Divine Hiddenness and Human Disclosure
by Dominicans of the Province of St. Joseph
Filed under God's Nature, The Existence of God
The agnostic has said in his heart, “If God exists, why doesn’t He make it more obvious, such that it could not be doubted?” Surely, with so much riding on God’s existence (theism, the moral law, salvation, etc.), he could do a little more to make it obvious! Given the stakes, the fact that God fails to make his existence more patent is yet further proof that he doesn’t exist. Travis Dumsday summarizes this objection — often termed the argument from divine hiddenness — as follows:
"[O]n standard theisms, God supposedly loves us, and so desires our ultimate well-being. But that ultimate well-being necessarily involves having a positive relationship with God, and in order to have such a relationship one must first believe that God exists. So if God really existed and really loved us, He would make sure that all of us believed in Him. Yet the world is full of rational persons who blamelessly fail to believe in God. Consequently, one must give up some aspect of standard theism, and the aspect it is most sensible to drop is the very idea that God exists."
In the spirit of topsy-turveydom, I think that what atheists take to be an argument against the existence of God actually shows the deep wisdom of God’s chosen manner of making himself known. The lynchpin in the argument is the profound correspondence between the mode of revelation and how human beings are made. The one is addressed to the other.

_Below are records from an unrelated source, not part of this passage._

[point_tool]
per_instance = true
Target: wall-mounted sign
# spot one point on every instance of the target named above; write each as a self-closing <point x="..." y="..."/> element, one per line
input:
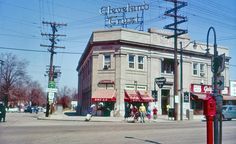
<point x="204" y="89"/>
<point x="123" y="16"/>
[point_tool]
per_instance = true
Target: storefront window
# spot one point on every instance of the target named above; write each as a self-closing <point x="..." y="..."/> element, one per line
<point x="131" y="61"/>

Revelation is not addressed to mere minds, but to embodied persons. God, like every good communicator, takes into account the audience and shapes his message accordingly. In standard theisms, God addresses us as embodied souls that come to the knowledge of truth in stages, in a kind of sacred history. Within that history he uses everything in his power to communicate well to the chosen object of his predilection. He employs theophanies and angelophanies. He uses prophetic instruments. His revelation is rife with analogy, metaphor, parables, and imagery. Just like a good 2nd grade teacher who communicates the same point in myriad ways equally accessible to her classroom filled with visual, auditory, and kinesthetic learners, God appeals to man according to each of his faculties. So, while mystical revelation may make the occasional guest appearance in Biblical literature (2 Cor. 12:2), the normative mode of revelation spans the full breadth of human experience, ranging from prophetic callings to miraculous healings (Ex. 3:1-22, Isa. 6:6-9, Mark 8:22-26).
So, rather than zapping all brains with an intuitive knowledge of his existence — an act that would risk dehumanizing the object of his love in a certain sense — God chooses to enter the sanctuary of each individual heart in a manner that is profoundly personal and distinctly human. He is the master teacher, the perfect pedagogue, who orders all things sweetly. And so, far from being a strike against God’s goodness, the economy of revelation is, I contend, tailor-made for human maturation.
The suitability of divine revelation to the human person has implications for our interactions with one another. In order to be known, human beings, too, must reveal something of themselves to the other. The divine hiddenness should serve as the pattern for a “human hiddenness,” and our friendships and relationships can benefit inestimably from the saving influence of the divine pattern.
Contemporary culture promotes self-disclosure, often in harmful ways. For instance, in one of the more extreme cases — casual sex — we observe how moving too quickly can short-circuit the normal course of growth in trust, dependence, friendship, and love. Social media can offer another occasion for deranged exhibitionism in which very little distinctively human discourse transpires. In both of these examples, hasty manifestation that doesn’t reflect the full breadth of human life and love actually hamstrings real, genuine development. The random hookup and the social media abuser treat one aspect of human life as if it were the whole and so fail to communicate as persons to persons.
But, with God as the pattern for integral human growth, our own “revelation” stands a better chance of achieving the communion for which we’re all ultimately destined. Rather than foisting all of oneself on one faculty or the other, in a kind of take-me-as-I-am desperation, the example of the divine courtesy invites us to appeal as persons to persons. With modesty protecting the inmost center of the heart, we learn to approach the other as other, as irreducible, and as human. In so doing, we lay the foundation for true communion and new vistas of shared love.